About a week ago my dad’s dog Dixie died. When I told Mike and Robbie what happened, I reminded them that now she was in heaven with our dog Alice who died about a year and a half ago. That was pretty much the whole conversation we had. I could tell that they needed to think about it for a while, so I left it at that.
A few days later my dad (Granddaddy) and step-mom (Noni) stopped by for a visit with their other dog Dot, and Robbie ran right up right up to Noni. The first thing he said to her was how sorry he was that Dixie wasn’t here, but he was so glad that we still had Dot. He just genuinely wanted to make sure that they were doing OK after the death of their dog.
It is not bragging when I say that Robbie is incredibly empathetic, it is just a statement of fact. He has an amazing ability to just know what other people are feeling, and it is the first thing that new teachers tell me about him. It is at the core of his personality.
So I was shocked this morning.
I went to drop Robbie off at preschool this morning and they told me that the father of one of the teachers had died. Truly horrible news, and I was and am still devastated for her. However, they then told me that they were going to talk about it at school today.
Here’s what I heard: They were going to tell Robbie that the dad of a teacher he loves died. They were going to tell Robbie that daddies can die.
He is four!
Even if he didn’t make the connection to his own father right away, he would certainly be devastated to hear about his friend’s father. Robbie has enough nightmares, and I really didn’t think he needed more fodder.
“Are you fucking kidding me? Why in the world would you want to tell my four year old that daddies can die?”
That was on the inside. What I really said was that this was disturbing to me and I hoped that they could talk about it more generally. I said that I would be really concerned if they talked about this at school. I’m usually very easy-going, but this was a big deal to me. I considered taking Robbie home with me instead of leaving him at school, but in the end I hoped I had gotten my point across.

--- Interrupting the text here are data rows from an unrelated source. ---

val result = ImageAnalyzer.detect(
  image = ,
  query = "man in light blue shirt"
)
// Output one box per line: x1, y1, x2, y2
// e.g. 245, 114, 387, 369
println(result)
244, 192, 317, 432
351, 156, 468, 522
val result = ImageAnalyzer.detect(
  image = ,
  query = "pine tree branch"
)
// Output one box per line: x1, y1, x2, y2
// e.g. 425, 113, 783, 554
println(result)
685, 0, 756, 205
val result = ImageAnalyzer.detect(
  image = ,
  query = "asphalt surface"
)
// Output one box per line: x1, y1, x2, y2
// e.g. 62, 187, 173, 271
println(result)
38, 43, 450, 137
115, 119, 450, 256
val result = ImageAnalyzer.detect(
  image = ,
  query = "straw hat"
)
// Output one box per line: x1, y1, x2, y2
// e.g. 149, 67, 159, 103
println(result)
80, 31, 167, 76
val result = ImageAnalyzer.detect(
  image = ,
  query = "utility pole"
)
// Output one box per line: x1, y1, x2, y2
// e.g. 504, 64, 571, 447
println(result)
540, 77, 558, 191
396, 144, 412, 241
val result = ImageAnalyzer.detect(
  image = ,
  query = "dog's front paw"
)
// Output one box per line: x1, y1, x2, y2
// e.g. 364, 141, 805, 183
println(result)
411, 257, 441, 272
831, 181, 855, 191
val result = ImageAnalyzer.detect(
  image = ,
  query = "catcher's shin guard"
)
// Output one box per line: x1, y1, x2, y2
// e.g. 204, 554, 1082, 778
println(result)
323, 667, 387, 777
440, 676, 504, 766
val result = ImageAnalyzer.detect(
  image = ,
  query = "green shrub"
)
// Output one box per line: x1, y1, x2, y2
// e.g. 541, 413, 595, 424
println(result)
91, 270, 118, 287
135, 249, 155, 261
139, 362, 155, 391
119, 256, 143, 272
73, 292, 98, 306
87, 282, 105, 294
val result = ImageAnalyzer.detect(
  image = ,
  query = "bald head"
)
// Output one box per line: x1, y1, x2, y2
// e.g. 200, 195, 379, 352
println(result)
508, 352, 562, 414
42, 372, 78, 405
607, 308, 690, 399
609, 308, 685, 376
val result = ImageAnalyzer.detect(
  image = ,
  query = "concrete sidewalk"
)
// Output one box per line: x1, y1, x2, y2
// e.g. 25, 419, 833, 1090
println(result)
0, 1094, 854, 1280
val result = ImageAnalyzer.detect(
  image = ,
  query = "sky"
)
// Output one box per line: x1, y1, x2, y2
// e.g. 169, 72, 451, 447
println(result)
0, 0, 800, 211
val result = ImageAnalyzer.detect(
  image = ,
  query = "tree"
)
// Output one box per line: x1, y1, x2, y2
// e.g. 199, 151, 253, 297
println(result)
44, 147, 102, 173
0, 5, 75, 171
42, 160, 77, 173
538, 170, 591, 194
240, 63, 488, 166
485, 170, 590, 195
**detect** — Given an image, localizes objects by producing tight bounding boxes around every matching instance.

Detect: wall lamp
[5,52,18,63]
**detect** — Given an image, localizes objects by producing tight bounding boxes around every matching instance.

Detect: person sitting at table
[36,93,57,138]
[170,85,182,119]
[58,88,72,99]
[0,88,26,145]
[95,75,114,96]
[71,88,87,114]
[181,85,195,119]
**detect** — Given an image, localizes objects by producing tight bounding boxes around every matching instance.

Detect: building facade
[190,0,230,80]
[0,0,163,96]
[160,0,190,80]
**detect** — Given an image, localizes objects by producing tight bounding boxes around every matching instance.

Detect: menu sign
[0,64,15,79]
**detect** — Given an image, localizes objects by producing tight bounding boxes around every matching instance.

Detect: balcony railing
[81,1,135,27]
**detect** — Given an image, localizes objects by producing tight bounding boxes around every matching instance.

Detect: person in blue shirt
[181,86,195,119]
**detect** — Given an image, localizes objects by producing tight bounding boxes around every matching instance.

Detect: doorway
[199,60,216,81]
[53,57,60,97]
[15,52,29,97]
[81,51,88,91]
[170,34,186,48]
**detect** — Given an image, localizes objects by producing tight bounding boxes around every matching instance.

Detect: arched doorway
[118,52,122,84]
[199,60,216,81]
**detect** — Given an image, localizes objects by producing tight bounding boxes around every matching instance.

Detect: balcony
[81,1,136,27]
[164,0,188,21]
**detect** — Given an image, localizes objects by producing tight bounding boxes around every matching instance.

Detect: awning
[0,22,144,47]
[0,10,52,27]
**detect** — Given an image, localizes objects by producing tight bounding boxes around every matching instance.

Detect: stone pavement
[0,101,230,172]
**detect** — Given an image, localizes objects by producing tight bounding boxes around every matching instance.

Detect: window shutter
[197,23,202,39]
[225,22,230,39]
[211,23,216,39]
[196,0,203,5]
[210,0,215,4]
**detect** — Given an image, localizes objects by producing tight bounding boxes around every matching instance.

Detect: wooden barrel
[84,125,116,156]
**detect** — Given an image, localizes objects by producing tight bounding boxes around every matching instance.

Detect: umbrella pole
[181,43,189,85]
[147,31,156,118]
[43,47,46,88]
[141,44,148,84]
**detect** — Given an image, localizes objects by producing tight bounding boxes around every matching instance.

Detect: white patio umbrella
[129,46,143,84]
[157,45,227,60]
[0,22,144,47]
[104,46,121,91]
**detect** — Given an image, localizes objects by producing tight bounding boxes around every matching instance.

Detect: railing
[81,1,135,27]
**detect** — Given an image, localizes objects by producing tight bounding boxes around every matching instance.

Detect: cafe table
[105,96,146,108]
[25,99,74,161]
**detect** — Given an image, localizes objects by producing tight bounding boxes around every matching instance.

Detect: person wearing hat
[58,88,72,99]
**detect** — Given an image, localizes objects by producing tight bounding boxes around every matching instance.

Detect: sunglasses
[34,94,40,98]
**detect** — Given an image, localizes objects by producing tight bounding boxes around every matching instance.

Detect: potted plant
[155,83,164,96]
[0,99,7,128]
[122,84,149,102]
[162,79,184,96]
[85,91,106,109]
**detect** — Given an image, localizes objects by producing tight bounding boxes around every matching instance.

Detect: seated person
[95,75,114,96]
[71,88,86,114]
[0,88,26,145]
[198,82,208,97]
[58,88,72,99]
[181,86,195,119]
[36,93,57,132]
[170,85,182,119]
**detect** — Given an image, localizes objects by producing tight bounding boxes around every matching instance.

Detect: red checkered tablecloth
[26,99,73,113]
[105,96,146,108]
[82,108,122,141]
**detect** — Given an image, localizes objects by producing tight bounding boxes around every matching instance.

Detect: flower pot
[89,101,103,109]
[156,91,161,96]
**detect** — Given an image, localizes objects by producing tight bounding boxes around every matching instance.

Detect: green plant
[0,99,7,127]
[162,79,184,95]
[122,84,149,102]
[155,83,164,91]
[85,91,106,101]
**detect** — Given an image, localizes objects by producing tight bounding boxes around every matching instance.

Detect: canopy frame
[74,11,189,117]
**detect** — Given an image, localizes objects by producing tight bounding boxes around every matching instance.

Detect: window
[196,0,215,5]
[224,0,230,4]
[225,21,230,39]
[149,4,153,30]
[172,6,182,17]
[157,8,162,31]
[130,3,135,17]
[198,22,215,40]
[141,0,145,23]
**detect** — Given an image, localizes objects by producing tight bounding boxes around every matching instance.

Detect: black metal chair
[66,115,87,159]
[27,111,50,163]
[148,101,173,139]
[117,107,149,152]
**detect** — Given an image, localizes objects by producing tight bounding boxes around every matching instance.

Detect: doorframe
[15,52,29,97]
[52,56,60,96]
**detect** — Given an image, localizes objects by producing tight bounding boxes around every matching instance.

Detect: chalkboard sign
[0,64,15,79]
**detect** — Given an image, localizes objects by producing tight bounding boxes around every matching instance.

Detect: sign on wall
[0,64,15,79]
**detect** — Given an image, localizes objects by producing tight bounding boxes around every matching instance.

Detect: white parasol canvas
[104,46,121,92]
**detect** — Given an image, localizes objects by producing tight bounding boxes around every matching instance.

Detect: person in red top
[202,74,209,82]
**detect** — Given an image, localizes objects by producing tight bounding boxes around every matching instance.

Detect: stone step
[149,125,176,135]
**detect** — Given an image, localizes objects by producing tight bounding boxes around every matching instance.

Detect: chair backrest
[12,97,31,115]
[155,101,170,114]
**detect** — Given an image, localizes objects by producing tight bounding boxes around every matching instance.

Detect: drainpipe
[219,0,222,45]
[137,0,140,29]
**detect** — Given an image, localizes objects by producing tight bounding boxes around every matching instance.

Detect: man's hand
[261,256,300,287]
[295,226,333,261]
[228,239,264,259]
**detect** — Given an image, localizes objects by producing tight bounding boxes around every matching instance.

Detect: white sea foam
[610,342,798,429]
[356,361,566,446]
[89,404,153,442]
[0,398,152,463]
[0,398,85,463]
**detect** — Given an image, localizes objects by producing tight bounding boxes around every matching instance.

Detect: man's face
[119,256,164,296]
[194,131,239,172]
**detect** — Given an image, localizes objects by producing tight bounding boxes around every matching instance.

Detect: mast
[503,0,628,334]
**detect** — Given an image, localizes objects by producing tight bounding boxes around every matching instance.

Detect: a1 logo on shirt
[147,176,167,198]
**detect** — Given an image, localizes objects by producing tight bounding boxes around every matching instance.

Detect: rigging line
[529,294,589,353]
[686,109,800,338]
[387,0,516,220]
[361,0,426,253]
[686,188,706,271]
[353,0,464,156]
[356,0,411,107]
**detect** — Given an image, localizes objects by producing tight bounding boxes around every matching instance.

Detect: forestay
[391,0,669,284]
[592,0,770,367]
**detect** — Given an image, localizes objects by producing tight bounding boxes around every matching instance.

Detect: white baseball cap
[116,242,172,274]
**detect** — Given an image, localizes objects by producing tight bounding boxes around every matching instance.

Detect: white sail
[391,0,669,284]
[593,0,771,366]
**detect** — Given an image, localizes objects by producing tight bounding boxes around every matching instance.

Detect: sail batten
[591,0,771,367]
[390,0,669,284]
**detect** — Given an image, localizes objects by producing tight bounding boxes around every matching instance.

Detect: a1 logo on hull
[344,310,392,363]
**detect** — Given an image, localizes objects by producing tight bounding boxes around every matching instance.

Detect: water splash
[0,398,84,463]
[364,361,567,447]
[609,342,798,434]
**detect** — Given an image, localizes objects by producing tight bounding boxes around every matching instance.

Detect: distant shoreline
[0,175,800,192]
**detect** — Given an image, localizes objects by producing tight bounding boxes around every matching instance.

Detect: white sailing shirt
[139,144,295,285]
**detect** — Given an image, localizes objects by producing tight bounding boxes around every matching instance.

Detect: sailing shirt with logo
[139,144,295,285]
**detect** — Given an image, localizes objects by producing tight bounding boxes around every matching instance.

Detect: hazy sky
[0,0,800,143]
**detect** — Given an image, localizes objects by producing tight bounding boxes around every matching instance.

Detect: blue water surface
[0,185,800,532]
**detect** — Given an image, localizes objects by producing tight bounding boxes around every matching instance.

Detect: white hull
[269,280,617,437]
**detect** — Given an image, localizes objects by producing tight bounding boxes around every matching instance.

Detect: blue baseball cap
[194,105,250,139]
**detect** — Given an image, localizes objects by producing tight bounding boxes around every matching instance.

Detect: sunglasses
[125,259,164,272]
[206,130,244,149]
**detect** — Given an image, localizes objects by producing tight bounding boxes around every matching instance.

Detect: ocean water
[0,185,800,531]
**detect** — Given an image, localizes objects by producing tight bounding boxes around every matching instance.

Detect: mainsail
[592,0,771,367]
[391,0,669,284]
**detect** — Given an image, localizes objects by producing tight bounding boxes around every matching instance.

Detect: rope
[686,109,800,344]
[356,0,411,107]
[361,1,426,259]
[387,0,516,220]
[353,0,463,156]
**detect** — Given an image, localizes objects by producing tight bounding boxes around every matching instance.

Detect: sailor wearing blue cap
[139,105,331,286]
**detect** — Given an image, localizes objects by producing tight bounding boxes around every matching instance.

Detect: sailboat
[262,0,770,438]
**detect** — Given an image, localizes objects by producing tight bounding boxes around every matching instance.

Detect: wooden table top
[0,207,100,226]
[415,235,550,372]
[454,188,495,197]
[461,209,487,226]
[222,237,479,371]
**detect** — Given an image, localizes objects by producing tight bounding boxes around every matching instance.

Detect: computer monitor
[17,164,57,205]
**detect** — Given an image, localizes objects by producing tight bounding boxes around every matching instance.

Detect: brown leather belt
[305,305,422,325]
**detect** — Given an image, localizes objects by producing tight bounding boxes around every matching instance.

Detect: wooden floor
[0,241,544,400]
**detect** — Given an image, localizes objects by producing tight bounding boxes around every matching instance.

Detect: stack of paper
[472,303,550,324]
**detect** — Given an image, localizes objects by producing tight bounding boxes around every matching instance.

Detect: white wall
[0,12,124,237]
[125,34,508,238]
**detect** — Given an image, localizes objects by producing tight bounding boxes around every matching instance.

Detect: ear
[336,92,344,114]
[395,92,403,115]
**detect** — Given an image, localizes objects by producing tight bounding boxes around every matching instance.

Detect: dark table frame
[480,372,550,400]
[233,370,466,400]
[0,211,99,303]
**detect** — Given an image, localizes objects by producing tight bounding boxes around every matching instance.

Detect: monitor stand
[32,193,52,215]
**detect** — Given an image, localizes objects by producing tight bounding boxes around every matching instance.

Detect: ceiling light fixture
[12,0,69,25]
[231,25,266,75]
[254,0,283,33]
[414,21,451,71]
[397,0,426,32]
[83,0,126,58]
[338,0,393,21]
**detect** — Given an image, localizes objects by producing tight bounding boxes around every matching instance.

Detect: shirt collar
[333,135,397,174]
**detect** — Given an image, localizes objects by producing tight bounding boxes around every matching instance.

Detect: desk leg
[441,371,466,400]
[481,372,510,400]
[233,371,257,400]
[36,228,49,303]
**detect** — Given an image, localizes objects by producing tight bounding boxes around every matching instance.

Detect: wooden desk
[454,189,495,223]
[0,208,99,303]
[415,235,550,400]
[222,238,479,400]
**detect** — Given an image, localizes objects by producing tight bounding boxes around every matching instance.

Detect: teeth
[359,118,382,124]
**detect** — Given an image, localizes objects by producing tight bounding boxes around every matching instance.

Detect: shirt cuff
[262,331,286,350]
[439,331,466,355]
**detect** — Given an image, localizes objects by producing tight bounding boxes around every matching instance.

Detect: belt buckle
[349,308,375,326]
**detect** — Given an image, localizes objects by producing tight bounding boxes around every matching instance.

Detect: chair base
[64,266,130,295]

So when I picked him up today I was really interested to hear how it went. It turns out they decided to just talk in general terms about how the teacher was having a hard time, how they’re all like a family, and things the kids could do to help her feel better. So the kids are making pictures for the teacher and things like that. I think this is great!
Apparently the concerns I voiced in the morning influenced their choices, and for that I am grateful, but here’s where my question to you comes in. I absolutely adore every one of Robbie’s teachers, and I think that this is such a great classroom for him to be a part of. But for the first time I’m a little freaked-out about what might have happened if I hadn’t had the time to chat with the teacher before I left.
Am I high? Is this something that kids should learn in preschool? Of course it would be different if god-forbid something horrible had happened to a child in the class, but other than that I think it is my job to teach my kids about death. What do you think?